La Mauritanie continue d’afficher l’un des taux de réussite au baccalauréat les plus faibles au monde. Cette année, seuls 13% des candidats ont été admis, un taux qui reflète la profonde crise dans laquelle se débat le système éducatif mauritanien depuis des décennies.

Ce ne sont pas les résultats de cette année qui pourraient améliorer le taux de réussite au BAC comparativement aux précédentes sessions.

Selon les résultats officiels, 8.188 candidats ont été déclarés admis au niveau des différentes branches lors de la première session du BAC, soit un taux de réussite de seulement 13,56%.

En dépit d’une amélioration par rapport aux années précédentes, le taux de réussite au BAC, toutes filières confondues, est de15%, dépassant de très peu ceux de 2021 et 2022 qui s’établissaient à 8 et 12%

Ces résultats généraux de la première session sont en décalage avec ceux des établissements d’excellence qui ont connu un taux de réussite de plus 64%. Un énorme contraste, qui nourrit la crainte d’une école à deux vitesses.

Après l’annonce des résultats catastrophiques, deux acteurs du secteur de l’éducation expliquent les facteurs derrière cet échec.
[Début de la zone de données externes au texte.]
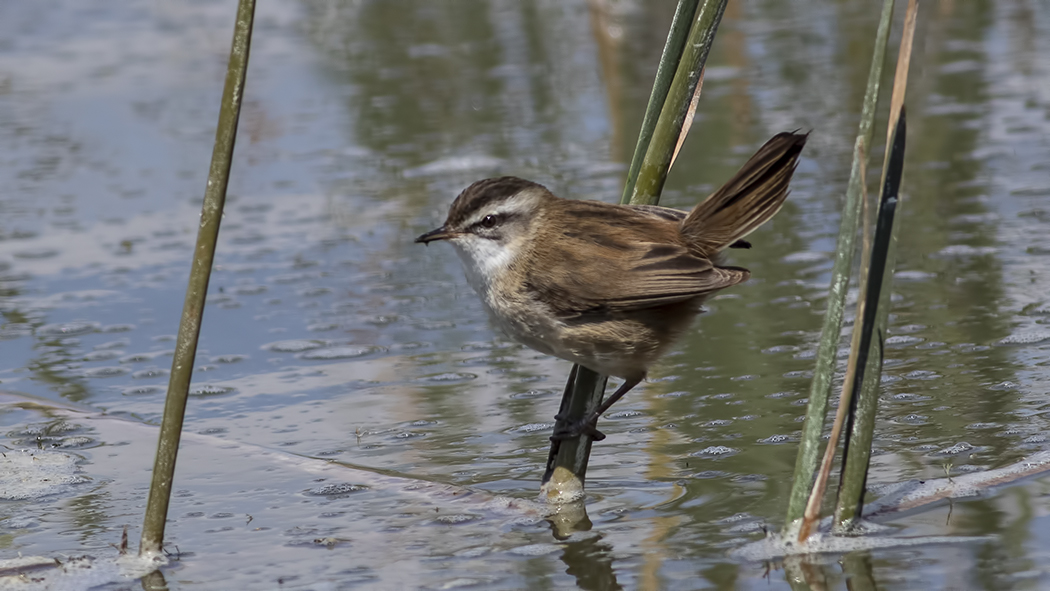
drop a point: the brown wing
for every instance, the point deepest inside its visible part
(611, 261)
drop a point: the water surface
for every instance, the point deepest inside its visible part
(329, 335)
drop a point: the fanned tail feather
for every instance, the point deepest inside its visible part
(751, 197)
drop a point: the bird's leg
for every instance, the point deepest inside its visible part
(589, 423)
(566, 395)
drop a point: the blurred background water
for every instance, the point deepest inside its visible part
(330, 335)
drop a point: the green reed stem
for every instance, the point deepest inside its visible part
(680, 26)
(189, 326)
(857, 449)
(820, 388)
(567, 464)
Mohamed Jeilany, du syndicat Noor relève que «13% est un taux d’admission très faible qui s’explique par un certain nombre de facteurs objectifs: programme annuel accéléré et même parfois non achevé, devoirs et bacs blancs non pris en compte, classes pléthoriques et coefficients trop élevés pour les matières principales par rapport aux sujets secondaires».
Mohamed Yedaly, syndicaliste explique: «la faiblesse du taux de réussite au BAC peut s’expliquer par des sujets longs et compliqués, la non prise en compte des résultats du travail annuel (compositions et BAC blanc) et un environnement ouvert, marqué par les réseaux sociaux et l’intelligence artificielle qui détournent les enfants et réduisent le temps consacré aux révisions».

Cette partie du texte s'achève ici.